# Data Integration in R

**PREVIOUSLY**:

In [None]:
# do this FIRST, just once
# install.packages('rio')

## I. Concatenation


We will work with these tables to understand the concatenation of data frames:



In [None]:
sheet_html <- '<iframe width="50%" height="200" src="https://docs.google.com/spreadsheets/d/e/2PACX-1vQzyv9scQAKGdUE9vLS6FAtuigyajkmLkXOzc-svS31gYGVbn0cBBfsGZi2LiomymLpxXNtn3TqTz8y/pubhtml?widget=true&amp;headers=false"></iframe>'
IRdisplay::display_html(sheet_html)

<iframe src="https://docs.google.com/spreadsheets/d/e/2PACX-1vQzyv9scQAKGdUE9vLS6FAtuigyajkmLkXOzc-svS31gYGVbn0cBBfsGZi2LiomymLpxXNtn3TqTz8y/pubhtml?widget=true&amp;headers=false" width="100%" height="600"></iframe>

In [None]:
link="https://github.com/DACSS-Fundamentals/someData/raw/main/concat_example.xlsx"

In [None]:
df1 <- rio::import(link, which = "df1")
df2 <- rio::import(link, which = "df2")
df3 <- rio::import(link, which = "df3")
df4 <- rio::import(link, which = "df4")

In [None]:
df1 # not what you need yet

In [None]:
# reset index
row.names(df1)=df1[,1]
df1=df1[,-1]
df1

Each data frame will have a particular set of row indices.

In [None]:
row.names(df2) <- df2[, 1]
df2 <- df2[, -1]

row.names(df3) <- df3[, 1]
df3 <- df3[, -1]

row.names(df4) <- df4[, 1]
df4 <- df4[, -1]


### I.1. Vertical Concatenation

Same Column Names, one on top of the other:

In [None]:
# do.call(rbind, list(df1,df2,df3))
rbind(df1,df2,df3)

### I.2. Horizontal Concatenation

Same Row Names, one next to the other:

In [None]:
cbind(df1,df4)

### I.3 Particular Concat behavior in R

Pay attention on these examples:

In [None]:
df3

In [None]:
df5=df3[,c('A','C','B','D')]
df5

R can  help you.

In [None]:
# this is  working
rbind(df1,df5)

But R can not help you here:

In [None]:
df6=df5[,c('A','B','C')]
df6

The df6 has one less column, then concatenation fails:

In [None]:
rbind(df1,df6)

You would need to add data:

In [None]:
df6$D=NA # create the missing column !
rbind(df1,df6)

Check **cbind()**:



In [None]:
df7=df4[1:3,]
df7

R can not help here, because df7 has less rows than df1:

In [None]:
# cbind(df1,df7)

You would need to complete the rows:

In [None]:
df7[4,]=c(NA,NA,NA,NA)
cbind(df1,df7)

## II. Merging

While _concatenating_ results depend on column names (indices), merging actually depends on column values: the key or key columns. **KEYS** should be present in the pair of tables intended for merging. Keys columns can have different names (column nam), but values of cell should be the same.
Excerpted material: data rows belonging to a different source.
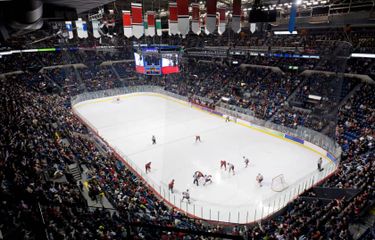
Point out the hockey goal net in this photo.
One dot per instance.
(116, 100)
(278, 183)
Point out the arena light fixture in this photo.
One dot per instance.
(315, 97)
(363, 55)
(285, 33)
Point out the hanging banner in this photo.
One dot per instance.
(145, 25)
(95, 28)
(253, 27)
(222, 20)
(158, 27)
(137, 20)
(81, 28)
(211, 16)
(173, 23)
(127, 24)
(236, 16)
(195, 22)
(69, 28)
(183, 17)
(151, 23)
(292, 18)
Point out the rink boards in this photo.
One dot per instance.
(176, 122)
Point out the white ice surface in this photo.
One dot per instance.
(129, 125)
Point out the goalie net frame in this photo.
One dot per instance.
(278, 183)
(116, 99)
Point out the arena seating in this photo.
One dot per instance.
(40, 138)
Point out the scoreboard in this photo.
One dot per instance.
(156, 59)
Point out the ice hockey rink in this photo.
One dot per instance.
(127, 126)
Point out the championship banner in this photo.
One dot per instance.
(292, 18)
(81, 28)
(137, 20)
(151, 23)
(236, 16)
(242, 19)
(69, 28)
(95, 28)
(253, 27)
(145, 25)
(211, 16)
(173, 23)
(222, 20)
(127, 24)
(158, 27)
(195, 23)
(183, 16)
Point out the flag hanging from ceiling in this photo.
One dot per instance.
(81, 28)
(292, 18)
(158, 27)
(253, 27)
(242, 19)
(222, 20)
(151, 23)
(69, 28)
(95, 28)
(145, 25)
(127, 24)
(173, 28)
(195, 23)
(236, 16)
(137, 21)
(211, 16)
(183, 16)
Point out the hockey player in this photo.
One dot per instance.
(223, 163)
(320, 162)
(186, 195)
(171, 185)
(231, 168)
(207, 179)
(259, 179)
(246, 160)
(148, 167)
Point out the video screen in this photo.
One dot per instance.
(169, 63)
(152, 64)
(139, 66)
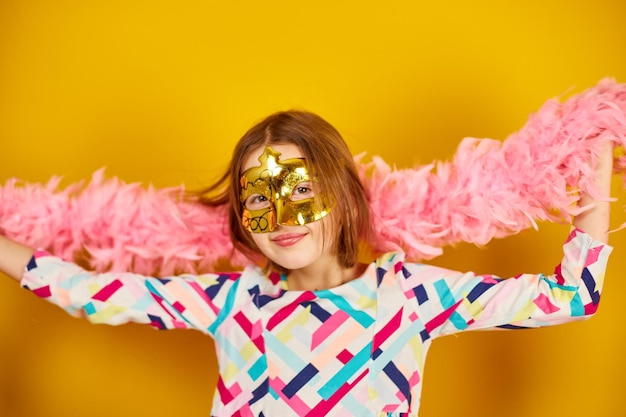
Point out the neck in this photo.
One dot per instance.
(322, 276)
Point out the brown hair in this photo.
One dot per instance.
(328, 159)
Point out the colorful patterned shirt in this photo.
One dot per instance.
(354, 350)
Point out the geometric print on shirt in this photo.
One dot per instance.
(358, 349)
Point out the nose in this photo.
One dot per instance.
(278, 206)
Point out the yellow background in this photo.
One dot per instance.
(159, 91)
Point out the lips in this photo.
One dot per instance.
(288, 239)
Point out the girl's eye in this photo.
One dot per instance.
(302, 192)
(257, 202)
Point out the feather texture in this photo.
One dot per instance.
(489, 189)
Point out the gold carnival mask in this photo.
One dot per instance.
(279, 192)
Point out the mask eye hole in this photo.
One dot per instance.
(303, 191)
(256, 202)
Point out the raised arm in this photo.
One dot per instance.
(595, 220)
(13, 257)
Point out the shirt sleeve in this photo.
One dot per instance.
(116, 298)
(449, 301)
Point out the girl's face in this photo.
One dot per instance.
(299, 246)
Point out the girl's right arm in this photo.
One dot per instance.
(120, 297)
(13, 258)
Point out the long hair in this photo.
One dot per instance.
(329, 161)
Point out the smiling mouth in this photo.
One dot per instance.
(288, 239)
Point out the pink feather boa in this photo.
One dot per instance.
(490, 189)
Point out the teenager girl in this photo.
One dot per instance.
(310, 329)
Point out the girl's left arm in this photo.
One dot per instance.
(452, 301)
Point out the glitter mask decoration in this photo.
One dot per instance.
(279, 192)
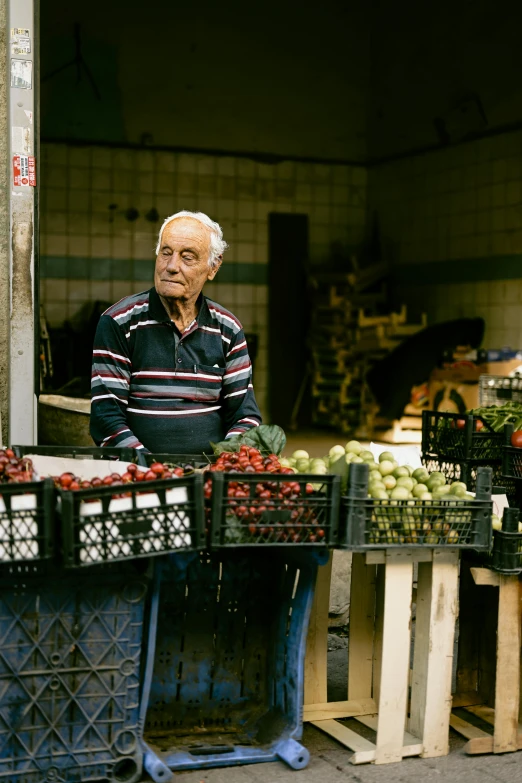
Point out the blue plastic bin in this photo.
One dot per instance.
(70, 657)
(227, 674)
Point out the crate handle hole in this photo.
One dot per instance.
(125, 769)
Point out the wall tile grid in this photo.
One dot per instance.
(90, 250)
(454, 218)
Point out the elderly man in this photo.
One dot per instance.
(171, 370)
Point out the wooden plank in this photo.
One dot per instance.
(469, 631)
(362, 619)
(507, 691)
(315, 684)
(437, 593)
(469, 731)
(487, 643)
(348, 738)
(395, 658)
(484, 576)
(377, 639)
(411, 742)
(338, 709)
(481, 745)
(467, 699)
(378, 556)
(487, 714)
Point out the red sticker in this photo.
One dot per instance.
(24, 170)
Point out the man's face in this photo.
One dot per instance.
(182, 263)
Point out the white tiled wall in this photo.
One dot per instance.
(79, 185)
(458, 205)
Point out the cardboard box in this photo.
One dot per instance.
(456, 388)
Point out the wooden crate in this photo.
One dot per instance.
(488, 670)
(379, 655)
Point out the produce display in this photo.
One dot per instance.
(13, 469)
(155, 472)
(405, 505)
(268, 508)
(495, 418)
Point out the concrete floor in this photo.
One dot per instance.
(330, 761)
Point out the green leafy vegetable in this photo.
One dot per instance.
(268, 438)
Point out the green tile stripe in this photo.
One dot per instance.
(459, 270)
(72, 268)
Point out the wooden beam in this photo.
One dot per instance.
(395, 657)
(364, 749)
(378, 556)
(466, 699)
(362, 620)
(377, 639)
(317, 642)
(338, 709)
(470, 731)
(469, 632)
(484, 576)
(437, 601)
(507, 691)
(412, 743)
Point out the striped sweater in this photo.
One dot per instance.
(156, 388)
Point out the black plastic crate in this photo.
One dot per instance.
(467, 472)
(226, 665)
(507, 552)
(383, 524)
(511, 457)
(27, 526)
(498, 389)
(444, 438)
(181, 460)
(78, 452)
(70, 677)
(297, 518)
(98, 526)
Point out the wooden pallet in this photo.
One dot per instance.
(379, 655)
(488, 672)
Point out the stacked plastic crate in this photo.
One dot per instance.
(106, 599)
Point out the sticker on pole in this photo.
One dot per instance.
(24, 170)
(20, 41)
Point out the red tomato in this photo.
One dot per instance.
(516, 439)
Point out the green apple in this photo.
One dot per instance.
(353, 447)
(336, 452)
(405, 481)
(386, 468)
(419, 490)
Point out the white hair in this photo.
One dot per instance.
(217, 243)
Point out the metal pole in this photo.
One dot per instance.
(22, 128)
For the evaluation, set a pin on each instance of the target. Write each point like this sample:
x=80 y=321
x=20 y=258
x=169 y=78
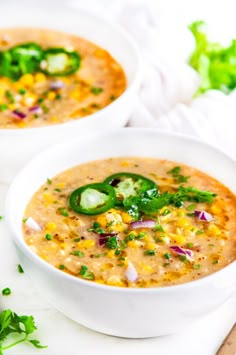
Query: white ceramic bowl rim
x=133 y=85
x=18 y=238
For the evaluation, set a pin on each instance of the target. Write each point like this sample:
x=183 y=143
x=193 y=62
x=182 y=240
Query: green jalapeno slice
x=92 y=199
x=20 y=60
x=128 y=184
x=60 y=62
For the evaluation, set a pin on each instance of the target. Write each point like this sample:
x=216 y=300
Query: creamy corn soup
x=49 y=77
x=133 y=222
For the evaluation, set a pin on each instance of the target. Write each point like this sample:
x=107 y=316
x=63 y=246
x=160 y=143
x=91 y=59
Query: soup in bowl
x=62 y=74
x=147 y=231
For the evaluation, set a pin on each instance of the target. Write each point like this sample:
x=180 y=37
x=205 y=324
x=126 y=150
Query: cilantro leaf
x=18 y=327
x=214 y=63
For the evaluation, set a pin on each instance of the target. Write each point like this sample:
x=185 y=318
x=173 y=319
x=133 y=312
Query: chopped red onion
x=19 y=115
x=103 y=238
x=32 y=224
x=143 y=224
x=56 y=85
x=203 y=216
x=181 y=251
x=131 y=272
x=36 y=109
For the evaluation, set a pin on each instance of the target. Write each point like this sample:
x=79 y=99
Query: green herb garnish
x=214 y=62
x=86 y=274
x=63 y=211
x=149 y=252
x=17 y=329
x=112 y=243
x=77 y=253
x=6 y=291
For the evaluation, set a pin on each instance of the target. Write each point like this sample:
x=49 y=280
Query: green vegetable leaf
x=214 y=63
x=18 y=328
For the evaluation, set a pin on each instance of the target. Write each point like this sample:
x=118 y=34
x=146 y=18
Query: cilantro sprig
x=18 y=329
x=145 y=204
x=214 y=63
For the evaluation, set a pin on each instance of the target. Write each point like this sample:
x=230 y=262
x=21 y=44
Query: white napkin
x=169 y=83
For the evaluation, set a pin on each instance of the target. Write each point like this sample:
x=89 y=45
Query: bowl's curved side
x=121 y=311
x=19 y=145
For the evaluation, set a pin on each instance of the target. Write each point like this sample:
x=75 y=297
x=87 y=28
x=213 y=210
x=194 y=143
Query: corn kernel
x=147 y=238
x=29 y=100
x=182 y=222
x=146 y=267
x=163 y=209
x=11 y=106
x=75 y=94
x=150 y=246
x=54 y=119
x=102 y=220
x=50 y=226
x=51 y=95
x=100 y=281
x=213 y=230
x=134 y=244
x=17 y=86
x=125 y=163
x=115 y=281
x=60 y=185
x=126 y=218
x=21 y=124
x=181 y=213
x=27 y=80
x=88 y=243
x=179 y=239
x=48 y=197
x=215 y=209
x=40 y=77
x=111 y=253
x=100 y=53
x=117 y=227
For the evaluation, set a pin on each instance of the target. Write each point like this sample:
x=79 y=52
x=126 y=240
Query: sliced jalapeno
x=60 y=62
x=92 y=199
x=128 y=184
x=20 y=60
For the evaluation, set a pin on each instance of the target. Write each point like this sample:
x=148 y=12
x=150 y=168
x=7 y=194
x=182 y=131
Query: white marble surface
x=64 y=336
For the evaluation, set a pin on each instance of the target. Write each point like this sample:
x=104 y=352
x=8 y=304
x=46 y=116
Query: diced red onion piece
x=181 y=251
x=203 y=216
x=56 y=85
x=143 y=224
x=131 y=273
x=103 y=238
x=36 y=109
x=32 y=224
x=18 y=114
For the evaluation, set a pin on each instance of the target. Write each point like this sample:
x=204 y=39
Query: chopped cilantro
x=149 y=252
x=86 y=274
x=77 y=253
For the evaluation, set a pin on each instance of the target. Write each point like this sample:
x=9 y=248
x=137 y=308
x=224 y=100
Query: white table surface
x=64 y=336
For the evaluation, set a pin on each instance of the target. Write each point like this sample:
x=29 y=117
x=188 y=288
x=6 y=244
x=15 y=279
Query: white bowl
x=125 y=312
x=19 y=145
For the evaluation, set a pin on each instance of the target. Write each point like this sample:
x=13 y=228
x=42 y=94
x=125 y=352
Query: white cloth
x=169 y=83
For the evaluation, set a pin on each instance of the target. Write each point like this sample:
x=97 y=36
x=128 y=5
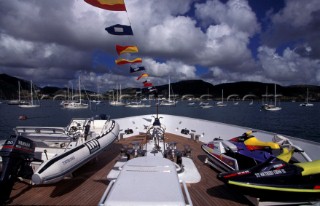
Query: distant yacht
x=221 y=104
x=31 y=103
x=272 y=107
x=306 y=103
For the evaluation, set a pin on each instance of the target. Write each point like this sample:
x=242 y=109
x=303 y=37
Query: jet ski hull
x=276 y=180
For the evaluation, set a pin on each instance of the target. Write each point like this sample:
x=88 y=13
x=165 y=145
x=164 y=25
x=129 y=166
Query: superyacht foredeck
x=91 y=181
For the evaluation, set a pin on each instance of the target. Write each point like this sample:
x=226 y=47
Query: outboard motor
x=17 y=154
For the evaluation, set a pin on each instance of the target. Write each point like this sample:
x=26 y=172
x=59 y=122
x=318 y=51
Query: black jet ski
x=277 y=180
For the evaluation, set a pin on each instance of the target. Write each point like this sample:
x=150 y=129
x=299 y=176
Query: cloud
x=53 y=41
x=288 y=66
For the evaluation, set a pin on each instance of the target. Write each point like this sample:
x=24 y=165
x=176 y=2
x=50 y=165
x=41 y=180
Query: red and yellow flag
x=125 y=61
x=126 y=49
x=113 y=5
x=143 y=75
x=147 y=84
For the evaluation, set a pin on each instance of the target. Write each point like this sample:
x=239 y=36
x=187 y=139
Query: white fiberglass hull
x=57 y=168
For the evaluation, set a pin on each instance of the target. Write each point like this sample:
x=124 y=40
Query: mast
x=275 y=95
x=169 y=90
x=79 y=89
x=31 y=92
x=19 y=91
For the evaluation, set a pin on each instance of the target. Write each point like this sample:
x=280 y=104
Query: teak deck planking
x=88 y=183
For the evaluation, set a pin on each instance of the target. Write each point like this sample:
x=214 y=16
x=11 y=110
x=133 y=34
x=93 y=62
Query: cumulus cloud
x=288 y=66
x=53 y=41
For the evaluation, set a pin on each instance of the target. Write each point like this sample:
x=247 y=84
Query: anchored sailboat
x=31 y=103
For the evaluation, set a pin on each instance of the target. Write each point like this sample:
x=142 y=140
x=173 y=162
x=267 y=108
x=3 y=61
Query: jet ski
x=278 y=180
x=246 y=151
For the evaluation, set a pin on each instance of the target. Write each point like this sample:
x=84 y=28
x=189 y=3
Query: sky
x=53 y=42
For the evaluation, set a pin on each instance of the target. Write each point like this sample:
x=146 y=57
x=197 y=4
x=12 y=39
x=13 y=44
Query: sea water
x=293 y=120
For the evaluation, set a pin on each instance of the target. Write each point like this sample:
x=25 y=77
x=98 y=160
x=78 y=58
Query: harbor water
x=293 y=120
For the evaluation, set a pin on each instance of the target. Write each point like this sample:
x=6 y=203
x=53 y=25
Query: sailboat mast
x=169 y=90
x=31 y=92
x=275 y=95
x=19 y=91
x=79 y=90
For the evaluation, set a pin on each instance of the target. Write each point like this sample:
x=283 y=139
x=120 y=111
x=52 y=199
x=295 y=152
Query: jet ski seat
x=286 y=154
x=309 y=168
x=254 y=143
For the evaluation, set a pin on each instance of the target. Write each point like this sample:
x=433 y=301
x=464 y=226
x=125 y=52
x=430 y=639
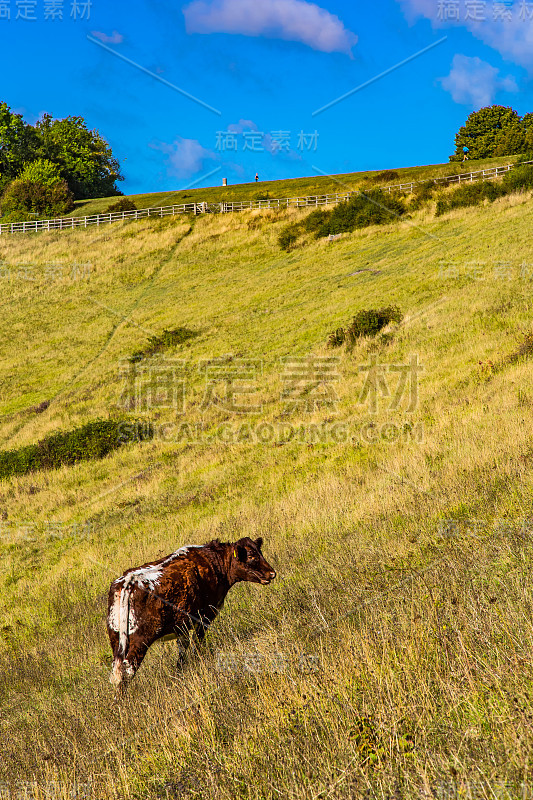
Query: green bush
x=337 y=338
x=288 y=237
x=22 y=197
x=470 y=194
x=520 y=178
x=388 y=176
x=169 y=338
x=365 y=323
x=124 y=204
x=41 y=171
x=315 y=220
x=372 y=208
x=370 y=322
x=93 y=440
x=422 y=192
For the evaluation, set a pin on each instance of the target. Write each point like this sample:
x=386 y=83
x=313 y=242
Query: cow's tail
x=124 y=619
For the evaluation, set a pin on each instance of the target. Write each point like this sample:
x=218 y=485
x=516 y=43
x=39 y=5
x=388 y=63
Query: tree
x=18 y=144
x=491 y=131
x=41 y=171
x=85 y=158
x=23 y=196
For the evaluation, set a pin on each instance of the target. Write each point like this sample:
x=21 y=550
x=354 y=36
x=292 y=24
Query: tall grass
x=391 y=656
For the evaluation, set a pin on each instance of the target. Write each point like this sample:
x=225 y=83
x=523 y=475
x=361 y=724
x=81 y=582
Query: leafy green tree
x=85 y=158
x=491 y=131
x=18 y=144
x=41 y=171
x=49 y=197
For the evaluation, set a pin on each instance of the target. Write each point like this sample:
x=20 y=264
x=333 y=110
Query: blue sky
x=247 y=76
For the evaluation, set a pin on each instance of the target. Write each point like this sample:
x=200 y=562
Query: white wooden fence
x=313 y=201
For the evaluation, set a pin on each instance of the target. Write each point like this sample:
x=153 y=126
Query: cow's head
x=248 y=562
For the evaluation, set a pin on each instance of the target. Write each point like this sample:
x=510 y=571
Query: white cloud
x=512 y=35
x=475 y=82
x=185 y=157
x=293 y=20
x=115 y=38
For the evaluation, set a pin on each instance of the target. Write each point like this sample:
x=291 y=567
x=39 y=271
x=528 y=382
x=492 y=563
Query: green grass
x=294 y=187
x=392 y=655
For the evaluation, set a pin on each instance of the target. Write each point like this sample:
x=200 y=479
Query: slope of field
x=294 y=187
x=393 y=488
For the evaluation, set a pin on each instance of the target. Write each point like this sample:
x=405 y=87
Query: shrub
x=169 y=338
x=372 y=208
x=41 y=171
x=365 y=323
x=470 y=194
x=520 y=178
x=387 y=175
x=93 y=440
x=288 y=237
x=315 y=220
x=22 y=197
x=422 y=193
x=337 y=338
x=124 y=204
x=370 y=322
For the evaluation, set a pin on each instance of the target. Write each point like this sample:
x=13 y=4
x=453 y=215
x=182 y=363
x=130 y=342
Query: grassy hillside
x=392 y=655
x=294 y=187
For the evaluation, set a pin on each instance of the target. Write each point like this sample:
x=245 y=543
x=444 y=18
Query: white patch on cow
x=168 y=637
x=113 y=619
x=128 y=669
x=183 y=551
x=145 y=576
x=132 y=622
x=116 y=673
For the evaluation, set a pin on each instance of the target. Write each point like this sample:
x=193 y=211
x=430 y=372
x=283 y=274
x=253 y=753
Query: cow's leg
x=137 y=649
x=116 y=671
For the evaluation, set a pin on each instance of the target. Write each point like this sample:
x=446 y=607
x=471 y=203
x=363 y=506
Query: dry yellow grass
x=392 y=656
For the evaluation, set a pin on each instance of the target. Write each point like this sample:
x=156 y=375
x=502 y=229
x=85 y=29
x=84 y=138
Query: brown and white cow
x=175 y=595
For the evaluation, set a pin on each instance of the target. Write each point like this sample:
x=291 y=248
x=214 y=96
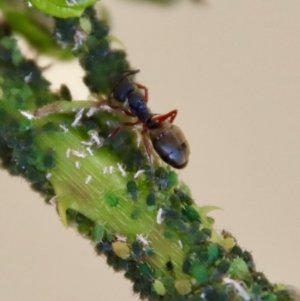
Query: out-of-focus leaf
x=62 y=8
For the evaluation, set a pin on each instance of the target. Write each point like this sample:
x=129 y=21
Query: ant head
x=170 y=144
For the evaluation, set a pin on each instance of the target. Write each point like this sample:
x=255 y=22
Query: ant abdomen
x=170 y=144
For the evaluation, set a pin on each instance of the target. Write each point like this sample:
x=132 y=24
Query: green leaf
x=62 y=8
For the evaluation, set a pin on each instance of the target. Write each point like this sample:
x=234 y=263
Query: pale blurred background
x=232 y=69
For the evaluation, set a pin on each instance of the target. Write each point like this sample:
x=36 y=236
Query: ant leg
x=128 y=73
x=148 y=151
x=171 y=115
x=145 y=91
x=124 y=110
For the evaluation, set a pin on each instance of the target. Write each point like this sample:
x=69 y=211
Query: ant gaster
x=167 y=139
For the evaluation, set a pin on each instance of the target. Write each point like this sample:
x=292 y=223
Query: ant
x=167 y=139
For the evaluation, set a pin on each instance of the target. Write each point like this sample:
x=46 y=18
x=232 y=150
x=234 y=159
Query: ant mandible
x=167 y=139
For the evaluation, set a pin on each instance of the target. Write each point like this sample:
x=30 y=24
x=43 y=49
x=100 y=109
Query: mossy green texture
x=154 y=233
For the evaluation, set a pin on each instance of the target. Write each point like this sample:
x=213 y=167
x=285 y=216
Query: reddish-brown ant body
x=167 y=139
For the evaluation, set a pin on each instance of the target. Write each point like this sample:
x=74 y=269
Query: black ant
x=167 y=139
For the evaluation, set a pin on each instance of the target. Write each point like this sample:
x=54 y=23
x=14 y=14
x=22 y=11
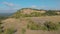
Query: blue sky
x=39 y=4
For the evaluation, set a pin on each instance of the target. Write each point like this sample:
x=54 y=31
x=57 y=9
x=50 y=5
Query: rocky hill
x=32 y=21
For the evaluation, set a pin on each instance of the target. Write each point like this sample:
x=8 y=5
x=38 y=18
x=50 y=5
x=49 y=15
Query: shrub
x=23 y=31
x=10 y=31
x=50 y=26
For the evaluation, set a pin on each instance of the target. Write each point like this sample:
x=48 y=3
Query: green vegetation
x=23 y=31
x=1 y=27
x=46 y=26
x=50 y=13
x=20 y=13
x=10 y=31
x=51 y=26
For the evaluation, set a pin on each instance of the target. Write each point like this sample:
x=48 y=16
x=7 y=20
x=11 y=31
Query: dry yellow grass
x=21 y=23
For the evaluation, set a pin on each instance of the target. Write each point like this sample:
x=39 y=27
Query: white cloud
x=8 y=4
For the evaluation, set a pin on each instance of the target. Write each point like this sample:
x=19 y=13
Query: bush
x=10 y=31
x=23 y=31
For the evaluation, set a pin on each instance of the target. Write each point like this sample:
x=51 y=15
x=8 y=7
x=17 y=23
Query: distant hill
x=29 y=12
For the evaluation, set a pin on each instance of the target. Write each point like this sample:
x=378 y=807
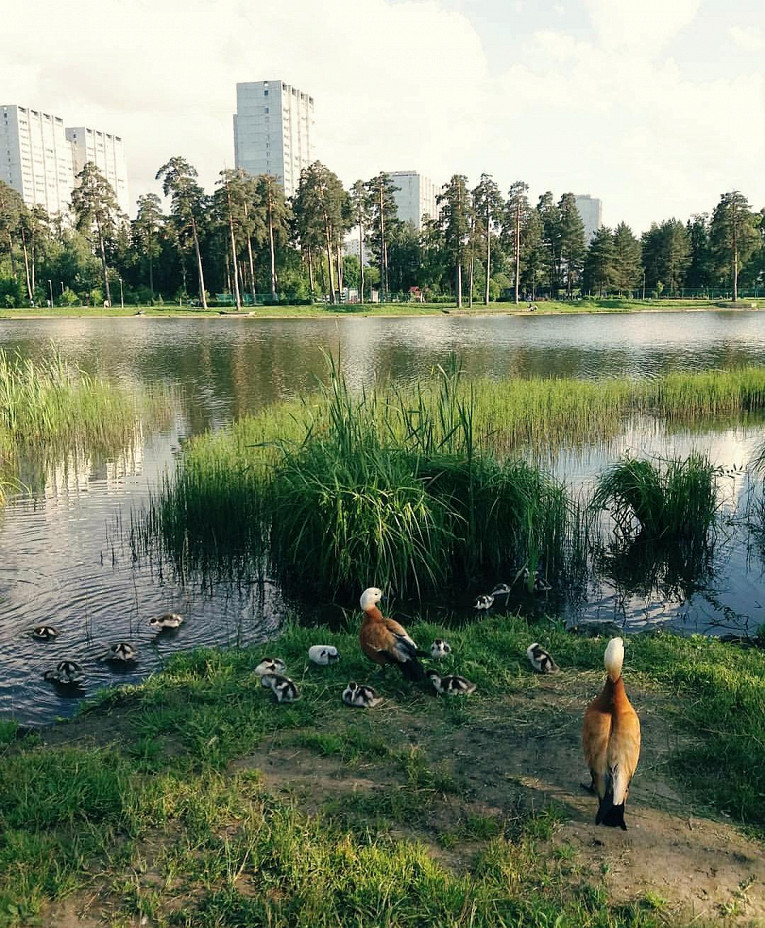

Let's use these four tables to understanding merging.

In [None]:
sheet_html <- '<iframe width="50%" height="200" src="https://docs.google.com/spreadsheets/d/e/2PACX-1vS4M-N0OgCGDyCzq04ejabdpFAmSwROlibDowxH2q4dDcacLcGUkykSYDCJbCLUhxu4RDqNtTmriPbl/pubhtml?widget=true&amp;headers=false"></iframe>'
IRdisplay::display_html(sheet_html)

As usual, let's open the tables from GitHub:

In [None]:
link2='https://github.com/DACSS-Fundamentals/someData/raw/main/merge_example.xlsx'

leftX <- rio::import(link2, which = "dfX_left")
rightY <- rio::import(link2, which = "dfY_right")
leftW <- rio::import(link2, which = "dfW_left")
rightZ <- rio::import(link2, which = "dfZ_right")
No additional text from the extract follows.